Desert Time

Published October 3, 2011 by Susan Woodward

No, I didn’t misspell “dessert”… though that might be interesting at some point down the road.  What I’m talking about is this time I’m experiencing right now… desert time.

Most folks might construe that I’m about to start complaining… deserts have that kind of connotation, I guess.  But the way I’m looking at it right now, being in the desert is a kind of test or challenge for me.  I’ve been living alone for the past year and a half, and it has been the first time in my nearly 50 years.   After getting married at the age of 19 and raising five children, I never learned what it was like to simply take care of myself.  I had gone from someone’s daughter to someone’s wife to someone’s mother, and for 49 years, I was always under the same roof with someone.  But now that the kids are all grown and gone, I’ve had to face the mixed blessings of loneliness and solitude.  It vacillates between the two, but I guess that’s what it might be like to be out in the desert.

The desert can be both a beautiful and a terrifying place.  Not that I’ve ever tried hanging out in there, but I can imagine the beauty of the rock formations, the desert flowers that one is treated to now and then, and the blue of the endless sky.  I can also imagine the feeling of being lost without a soul in sight and the possibility of running into snakes and scorpions.  It’s unfamiliar and frightening and glorious and exciting all at the same time.

I guess I imagine this time as a desert because I can see for miles that there is no one else around me.   That’s how I often feel when I come home to just me… no one else for miles.  That, too, is unfamiliar, frightening, glorious, and exciting.  With the kids all gone and following their own paths, it’s time for me to re-assess.  I’ve been daughter, wife, mom, teacher… but at my age, I am still trying to figure out what it means to be “Susan”.

I’ve always defined myself by the roles I’ve played in life.  Now that it’s just me, I’m not quite sure how to adjust to this new part.  Even though I’ve been here for a year and a half, I’m recently out of a long-term relationship that had also been a way of defining myself.   We had never lived together, but it was still a part of how I saw myself… an extension of someone else.  Now what?

I can imagine in the desert, I’d thirst.  What is it that I thirst for?  There seems to be so much that I have always wanted to do, and now that I have the time to do some of them, I’m kind of scattered.  Scattered like the places one would find to fill a thirst in the desert.   I haven’t quite gotten to the point where my home is my oasis yet; the place where I come to be filled instead of trying to fill my time elsewhere.   Like the beauty of being in the desert, I can appreciate the beauty of my home.  I can look around and be happy with how I have it decorated and how comfortable I am to have other people that take care of the property instead of trying to manage it myself.  Yet as much as I love it here, I still feel like one who is out in the sun too long… the thirst keeps me moving.

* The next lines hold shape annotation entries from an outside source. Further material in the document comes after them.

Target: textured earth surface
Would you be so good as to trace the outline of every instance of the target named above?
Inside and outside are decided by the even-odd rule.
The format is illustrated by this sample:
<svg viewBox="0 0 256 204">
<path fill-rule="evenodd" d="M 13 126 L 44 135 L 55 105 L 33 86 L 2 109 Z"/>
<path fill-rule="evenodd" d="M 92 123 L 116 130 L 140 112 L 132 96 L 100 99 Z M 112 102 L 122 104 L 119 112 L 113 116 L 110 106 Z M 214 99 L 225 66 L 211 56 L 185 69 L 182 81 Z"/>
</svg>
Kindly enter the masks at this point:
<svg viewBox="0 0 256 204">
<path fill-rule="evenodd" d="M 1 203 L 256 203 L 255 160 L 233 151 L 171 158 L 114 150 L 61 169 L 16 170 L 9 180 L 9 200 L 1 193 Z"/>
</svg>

What I need to do is figure out what it is that I “thirst” for.   Something that will quench and fulfill, not just a few drops here and there to keep me from going insane.   Once I figure out what will quench that unknown thirst, then I have to figure out how to bring it home with me.  Like maybe building a well so that I can feel satisfied right here instead of having to go out scouting for water.

One thing I do know is that I want to write.  I don’t know if anyone would be interested in what I might have to say, but I guess I just want to get the words out for my own sake.  There are some stories in me that want to be told, but I keep second guessing myself and how others would judge my writing.   But a friend encouraged me to just start writing my thoughts down on a blog every day or so and to just keep writing no matter what.  So I guess I will try that to see what comes.  Perhaps it’ll just be the catharsis of moving the thoughts to some place more organized– getting them out of my head, where there seems to be so much clutter these days, and on to a place where I can revisit them.

Right now, my path seems to be to move through the desert.  To admire it for its beauty as well as to acknowledge the fear of traveling it alone.  But it’s the path I’ve been led to, and I believe that as much as I might not have chosen to wander in a place of desolation, I have to learn to see this as an opportunity to learn the difference between loneliness and solitude.  It’s the loneliness that makes me hurry through it, looking for a place to quench my thirst.  But there are times when I simply admire what I see.  And I guess that I might continue to see this path as one through the desert until I come to some kind of peace within my new life.